I hold the drops and hunker down to be that bit faster. It’s now inevitable, the skies will fall. Zeus will cry. Then one drop hits my arm. Then I see another on the handlebars. Then another on my glasses.
So it begins.
I prepare myself for the soakng I will receive both from above and below, from the water and gunk my bike will throw at me. Why’d I left the Ass Saver at home? Why did I leave home in the first place?
The rain’s in full force now. I start to feel the cold of the water on my clothes, and instinctively push the pedals harder to heat myself back up. I keep thinking of the records broken in rainy TT courses. A wry smile appears on my face, with the numbers I see on the speedo.
I see the red light at the intersection, I grab some brakes.
The “oh s#@t!” moment lasts only half a second, but it’s an eternity in my mind. The brake track dries up, the pads start working again, I manage to stop.
That monstrosity that people copied from motorbikes may actually have some merit. No, they are not as large as the wheel itself, and no, they don’t add a metric ton tho the bike’s weight. Beauty’s in the eye of the beholder, but they can actually look quite clean, exept for the unsightly horns sticking out of your handlebars that happen to be your shift/brake levers. And my bike was too light for the UCI anyway.
Some time later, I find myself searching for the steepest hills in town. Maçka Koppenberg, anyone? Bebek? Narcity Sol? I put it in the granny (36/25, mind you) and manage to get up all of them, while also locking myself into the pain cave and tossing the keys into the river.
Every up has its down.
Carbon fiber is a great structural material, but it’s terrible braking material. In comparative terms. Even with pads made of Swiss unobtainium, they are for stopping, not dissipating the energy of the fat I burned a minute ago.
The pain on the way up turns into panic of fading brake power and the scream of the brakes as they heat up.
Don’t the discs heat up enough to fade? Yes, they do. In, like, auto racing. Where they also glow. Now that would look good, especially at night.

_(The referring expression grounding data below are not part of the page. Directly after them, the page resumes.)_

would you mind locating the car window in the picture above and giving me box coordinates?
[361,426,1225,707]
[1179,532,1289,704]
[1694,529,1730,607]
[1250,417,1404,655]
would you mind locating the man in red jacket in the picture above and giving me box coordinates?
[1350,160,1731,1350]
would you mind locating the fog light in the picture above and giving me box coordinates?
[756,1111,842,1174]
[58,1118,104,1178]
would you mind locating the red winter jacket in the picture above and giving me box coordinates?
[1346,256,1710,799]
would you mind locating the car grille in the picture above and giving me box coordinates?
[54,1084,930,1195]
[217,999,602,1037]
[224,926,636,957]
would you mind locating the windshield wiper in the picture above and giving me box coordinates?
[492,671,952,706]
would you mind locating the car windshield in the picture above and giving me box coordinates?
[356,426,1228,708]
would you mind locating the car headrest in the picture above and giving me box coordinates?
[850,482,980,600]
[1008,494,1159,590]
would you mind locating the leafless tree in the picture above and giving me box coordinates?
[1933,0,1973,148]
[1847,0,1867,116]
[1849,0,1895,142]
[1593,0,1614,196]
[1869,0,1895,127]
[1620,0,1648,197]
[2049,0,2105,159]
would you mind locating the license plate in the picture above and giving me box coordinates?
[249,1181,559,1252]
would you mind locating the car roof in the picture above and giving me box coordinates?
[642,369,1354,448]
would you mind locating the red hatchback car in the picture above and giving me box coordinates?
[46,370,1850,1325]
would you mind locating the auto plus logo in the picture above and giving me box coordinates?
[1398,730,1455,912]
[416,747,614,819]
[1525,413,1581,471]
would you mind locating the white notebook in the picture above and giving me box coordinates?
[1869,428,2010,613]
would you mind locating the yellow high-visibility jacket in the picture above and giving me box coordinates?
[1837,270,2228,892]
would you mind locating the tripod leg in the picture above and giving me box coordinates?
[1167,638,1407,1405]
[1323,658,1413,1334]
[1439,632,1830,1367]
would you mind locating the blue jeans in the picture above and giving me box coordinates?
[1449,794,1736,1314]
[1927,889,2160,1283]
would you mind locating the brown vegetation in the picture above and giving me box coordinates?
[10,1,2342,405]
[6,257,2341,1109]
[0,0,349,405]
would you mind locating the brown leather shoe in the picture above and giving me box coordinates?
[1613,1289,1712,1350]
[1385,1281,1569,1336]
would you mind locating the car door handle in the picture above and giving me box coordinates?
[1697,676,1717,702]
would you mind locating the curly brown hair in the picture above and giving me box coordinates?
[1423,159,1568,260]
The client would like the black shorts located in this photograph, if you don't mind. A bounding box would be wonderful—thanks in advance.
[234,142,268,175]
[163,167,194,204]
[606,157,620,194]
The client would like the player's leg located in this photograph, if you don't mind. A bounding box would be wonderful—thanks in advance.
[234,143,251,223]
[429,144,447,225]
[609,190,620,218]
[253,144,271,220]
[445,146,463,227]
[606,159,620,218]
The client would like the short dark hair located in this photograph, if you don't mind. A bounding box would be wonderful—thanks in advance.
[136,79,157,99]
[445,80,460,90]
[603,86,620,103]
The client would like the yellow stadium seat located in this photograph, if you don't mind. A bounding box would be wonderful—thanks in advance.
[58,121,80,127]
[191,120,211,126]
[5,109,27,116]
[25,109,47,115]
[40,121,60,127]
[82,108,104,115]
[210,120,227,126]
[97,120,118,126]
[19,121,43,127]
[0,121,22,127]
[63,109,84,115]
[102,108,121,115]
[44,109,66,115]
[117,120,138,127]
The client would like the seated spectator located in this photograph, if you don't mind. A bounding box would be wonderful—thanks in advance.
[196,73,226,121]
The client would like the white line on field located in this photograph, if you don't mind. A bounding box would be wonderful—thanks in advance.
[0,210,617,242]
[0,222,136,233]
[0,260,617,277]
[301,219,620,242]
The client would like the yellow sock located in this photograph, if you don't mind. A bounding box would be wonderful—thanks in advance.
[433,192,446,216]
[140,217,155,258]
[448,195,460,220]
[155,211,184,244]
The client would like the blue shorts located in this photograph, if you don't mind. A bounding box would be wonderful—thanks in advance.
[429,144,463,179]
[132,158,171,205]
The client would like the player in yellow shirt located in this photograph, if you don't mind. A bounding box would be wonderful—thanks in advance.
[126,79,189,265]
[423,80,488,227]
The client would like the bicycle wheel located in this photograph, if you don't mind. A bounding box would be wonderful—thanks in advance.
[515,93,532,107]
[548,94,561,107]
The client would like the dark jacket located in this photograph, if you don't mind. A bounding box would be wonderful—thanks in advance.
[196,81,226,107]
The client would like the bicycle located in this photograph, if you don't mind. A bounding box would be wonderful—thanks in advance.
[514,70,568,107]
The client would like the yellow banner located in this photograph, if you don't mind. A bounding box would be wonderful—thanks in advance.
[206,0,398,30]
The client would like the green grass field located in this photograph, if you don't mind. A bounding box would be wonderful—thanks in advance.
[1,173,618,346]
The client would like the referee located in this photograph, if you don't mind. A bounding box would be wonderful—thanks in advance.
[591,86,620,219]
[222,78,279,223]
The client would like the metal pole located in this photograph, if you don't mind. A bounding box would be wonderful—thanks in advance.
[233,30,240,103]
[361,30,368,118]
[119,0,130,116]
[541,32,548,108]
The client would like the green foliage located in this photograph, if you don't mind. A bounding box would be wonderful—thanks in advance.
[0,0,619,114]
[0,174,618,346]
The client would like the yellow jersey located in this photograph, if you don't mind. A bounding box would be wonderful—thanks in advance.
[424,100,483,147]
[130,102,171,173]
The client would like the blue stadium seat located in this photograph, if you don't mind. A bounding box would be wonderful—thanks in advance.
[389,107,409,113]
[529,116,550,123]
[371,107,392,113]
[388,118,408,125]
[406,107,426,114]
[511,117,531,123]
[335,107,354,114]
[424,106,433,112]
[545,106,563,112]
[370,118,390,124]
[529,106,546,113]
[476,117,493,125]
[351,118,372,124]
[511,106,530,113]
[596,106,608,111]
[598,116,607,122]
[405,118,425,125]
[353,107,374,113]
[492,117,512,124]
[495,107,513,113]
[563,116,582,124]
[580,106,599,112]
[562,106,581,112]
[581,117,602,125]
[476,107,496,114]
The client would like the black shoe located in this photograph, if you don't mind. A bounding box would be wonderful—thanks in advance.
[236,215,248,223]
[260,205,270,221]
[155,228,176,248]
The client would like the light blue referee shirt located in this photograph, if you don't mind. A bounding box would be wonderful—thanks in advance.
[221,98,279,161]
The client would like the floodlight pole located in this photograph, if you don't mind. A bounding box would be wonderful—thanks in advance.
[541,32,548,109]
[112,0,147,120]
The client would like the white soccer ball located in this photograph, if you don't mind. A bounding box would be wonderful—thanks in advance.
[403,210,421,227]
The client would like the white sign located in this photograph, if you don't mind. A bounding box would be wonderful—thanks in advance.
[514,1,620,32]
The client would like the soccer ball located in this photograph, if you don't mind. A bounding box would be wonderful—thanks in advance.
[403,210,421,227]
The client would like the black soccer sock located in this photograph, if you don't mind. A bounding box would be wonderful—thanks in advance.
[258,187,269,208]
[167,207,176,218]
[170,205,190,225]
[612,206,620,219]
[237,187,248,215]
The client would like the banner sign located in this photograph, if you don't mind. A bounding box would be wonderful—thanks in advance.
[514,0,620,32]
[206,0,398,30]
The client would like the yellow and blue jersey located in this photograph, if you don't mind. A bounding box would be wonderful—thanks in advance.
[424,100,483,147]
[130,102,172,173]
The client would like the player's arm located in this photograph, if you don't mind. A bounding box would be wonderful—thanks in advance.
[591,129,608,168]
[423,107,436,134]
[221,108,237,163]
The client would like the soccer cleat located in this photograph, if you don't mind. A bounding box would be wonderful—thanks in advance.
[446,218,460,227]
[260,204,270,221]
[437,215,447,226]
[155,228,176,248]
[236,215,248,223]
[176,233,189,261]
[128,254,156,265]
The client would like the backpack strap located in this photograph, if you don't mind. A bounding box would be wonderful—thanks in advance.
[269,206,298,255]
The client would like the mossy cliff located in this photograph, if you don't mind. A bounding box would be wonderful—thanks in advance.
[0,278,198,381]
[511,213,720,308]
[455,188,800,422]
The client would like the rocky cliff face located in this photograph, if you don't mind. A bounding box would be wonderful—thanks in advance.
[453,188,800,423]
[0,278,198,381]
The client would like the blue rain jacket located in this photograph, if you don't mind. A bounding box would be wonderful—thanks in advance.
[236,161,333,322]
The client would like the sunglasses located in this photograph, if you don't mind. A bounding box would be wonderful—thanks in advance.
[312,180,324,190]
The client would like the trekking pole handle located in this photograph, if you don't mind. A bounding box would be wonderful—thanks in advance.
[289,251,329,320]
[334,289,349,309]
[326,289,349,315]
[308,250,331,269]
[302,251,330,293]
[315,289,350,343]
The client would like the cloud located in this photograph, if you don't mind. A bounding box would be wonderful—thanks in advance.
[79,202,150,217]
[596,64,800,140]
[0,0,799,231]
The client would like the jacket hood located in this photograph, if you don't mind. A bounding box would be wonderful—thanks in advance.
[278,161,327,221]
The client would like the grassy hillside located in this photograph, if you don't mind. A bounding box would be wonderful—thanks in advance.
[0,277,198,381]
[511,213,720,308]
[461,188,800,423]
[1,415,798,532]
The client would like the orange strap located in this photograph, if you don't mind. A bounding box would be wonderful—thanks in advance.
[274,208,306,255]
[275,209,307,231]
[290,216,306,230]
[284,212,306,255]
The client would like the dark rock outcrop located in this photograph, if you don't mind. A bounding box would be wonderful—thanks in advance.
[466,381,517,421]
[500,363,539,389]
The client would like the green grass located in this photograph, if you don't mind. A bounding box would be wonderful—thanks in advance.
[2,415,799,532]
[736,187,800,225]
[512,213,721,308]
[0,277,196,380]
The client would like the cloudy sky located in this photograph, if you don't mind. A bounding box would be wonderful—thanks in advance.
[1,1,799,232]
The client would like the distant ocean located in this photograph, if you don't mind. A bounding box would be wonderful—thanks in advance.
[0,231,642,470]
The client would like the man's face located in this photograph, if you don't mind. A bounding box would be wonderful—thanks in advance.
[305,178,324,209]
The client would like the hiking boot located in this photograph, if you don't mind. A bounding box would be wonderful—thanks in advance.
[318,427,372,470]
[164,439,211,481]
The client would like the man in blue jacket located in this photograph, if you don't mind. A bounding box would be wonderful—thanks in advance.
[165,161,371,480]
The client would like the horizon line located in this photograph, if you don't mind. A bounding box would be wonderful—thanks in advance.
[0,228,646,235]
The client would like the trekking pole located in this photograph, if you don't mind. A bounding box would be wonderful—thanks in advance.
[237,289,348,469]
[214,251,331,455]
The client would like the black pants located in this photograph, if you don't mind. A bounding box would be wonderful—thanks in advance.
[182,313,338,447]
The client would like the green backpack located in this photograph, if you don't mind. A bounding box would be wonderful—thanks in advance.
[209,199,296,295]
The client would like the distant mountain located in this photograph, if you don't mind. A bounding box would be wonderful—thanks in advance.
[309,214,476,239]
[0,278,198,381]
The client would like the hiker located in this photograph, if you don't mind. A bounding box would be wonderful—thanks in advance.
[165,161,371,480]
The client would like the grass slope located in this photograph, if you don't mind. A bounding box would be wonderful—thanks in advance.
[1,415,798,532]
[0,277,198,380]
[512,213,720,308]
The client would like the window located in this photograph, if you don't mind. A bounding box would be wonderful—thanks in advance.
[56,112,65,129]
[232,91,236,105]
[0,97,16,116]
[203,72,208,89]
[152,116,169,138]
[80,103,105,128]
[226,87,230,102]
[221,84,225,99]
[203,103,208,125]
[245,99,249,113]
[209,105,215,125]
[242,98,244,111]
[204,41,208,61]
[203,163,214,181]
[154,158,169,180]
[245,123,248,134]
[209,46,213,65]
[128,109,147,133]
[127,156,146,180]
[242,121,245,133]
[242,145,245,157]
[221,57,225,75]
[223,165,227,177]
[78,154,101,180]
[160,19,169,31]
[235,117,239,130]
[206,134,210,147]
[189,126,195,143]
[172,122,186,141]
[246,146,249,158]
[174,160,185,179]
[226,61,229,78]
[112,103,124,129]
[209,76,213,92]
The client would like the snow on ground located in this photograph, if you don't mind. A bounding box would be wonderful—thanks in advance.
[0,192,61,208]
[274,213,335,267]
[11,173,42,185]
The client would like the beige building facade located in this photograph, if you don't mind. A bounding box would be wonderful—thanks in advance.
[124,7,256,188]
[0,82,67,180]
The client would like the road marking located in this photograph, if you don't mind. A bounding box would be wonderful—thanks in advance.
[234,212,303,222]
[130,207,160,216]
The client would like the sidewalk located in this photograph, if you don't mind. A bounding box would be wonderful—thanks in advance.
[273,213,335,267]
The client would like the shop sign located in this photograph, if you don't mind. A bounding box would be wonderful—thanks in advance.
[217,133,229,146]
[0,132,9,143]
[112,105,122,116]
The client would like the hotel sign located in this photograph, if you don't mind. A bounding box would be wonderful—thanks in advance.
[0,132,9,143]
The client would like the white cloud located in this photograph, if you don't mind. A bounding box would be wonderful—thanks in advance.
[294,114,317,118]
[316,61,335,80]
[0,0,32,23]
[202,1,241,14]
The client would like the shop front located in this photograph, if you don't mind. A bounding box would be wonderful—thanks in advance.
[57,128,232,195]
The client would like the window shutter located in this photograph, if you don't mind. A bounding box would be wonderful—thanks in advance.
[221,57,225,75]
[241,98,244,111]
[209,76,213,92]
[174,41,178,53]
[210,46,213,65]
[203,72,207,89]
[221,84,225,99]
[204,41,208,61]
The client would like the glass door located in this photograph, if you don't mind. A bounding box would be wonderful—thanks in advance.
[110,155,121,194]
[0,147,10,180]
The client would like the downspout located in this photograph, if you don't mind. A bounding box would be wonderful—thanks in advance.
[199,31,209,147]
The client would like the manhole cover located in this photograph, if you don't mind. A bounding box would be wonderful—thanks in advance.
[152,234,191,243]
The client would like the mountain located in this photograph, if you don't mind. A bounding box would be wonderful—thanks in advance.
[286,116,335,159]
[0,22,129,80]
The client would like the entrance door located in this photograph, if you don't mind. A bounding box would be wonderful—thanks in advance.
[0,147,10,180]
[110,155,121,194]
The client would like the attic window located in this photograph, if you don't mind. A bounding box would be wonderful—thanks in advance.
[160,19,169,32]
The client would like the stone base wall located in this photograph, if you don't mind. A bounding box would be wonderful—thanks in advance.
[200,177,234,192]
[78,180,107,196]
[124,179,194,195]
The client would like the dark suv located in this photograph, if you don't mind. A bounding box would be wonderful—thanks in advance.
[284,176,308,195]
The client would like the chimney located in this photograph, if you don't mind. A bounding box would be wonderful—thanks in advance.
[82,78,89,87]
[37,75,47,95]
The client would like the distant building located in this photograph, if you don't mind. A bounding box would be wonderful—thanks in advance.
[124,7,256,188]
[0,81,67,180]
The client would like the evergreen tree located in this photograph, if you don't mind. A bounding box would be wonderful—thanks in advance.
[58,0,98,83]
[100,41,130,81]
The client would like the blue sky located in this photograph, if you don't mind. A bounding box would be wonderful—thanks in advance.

Would I trade more pain going up a hill with less panic going down? Depends on the hills. Many pros (at least those who know their way around corners) wouldn’t. Would you? Depends on how you ride. How much heat you dump into the brakes. Like, doing 300-0 km/h braking every thirty seconds. But you probably don’t.
Enough of the auto racing jokes. If your gross weight is higher than the cycling standard, be it your sheer size, loads you carry on your trip to Mongolia, or the electric motor that propelled you up the climb in the first place, discs may really be a good idea.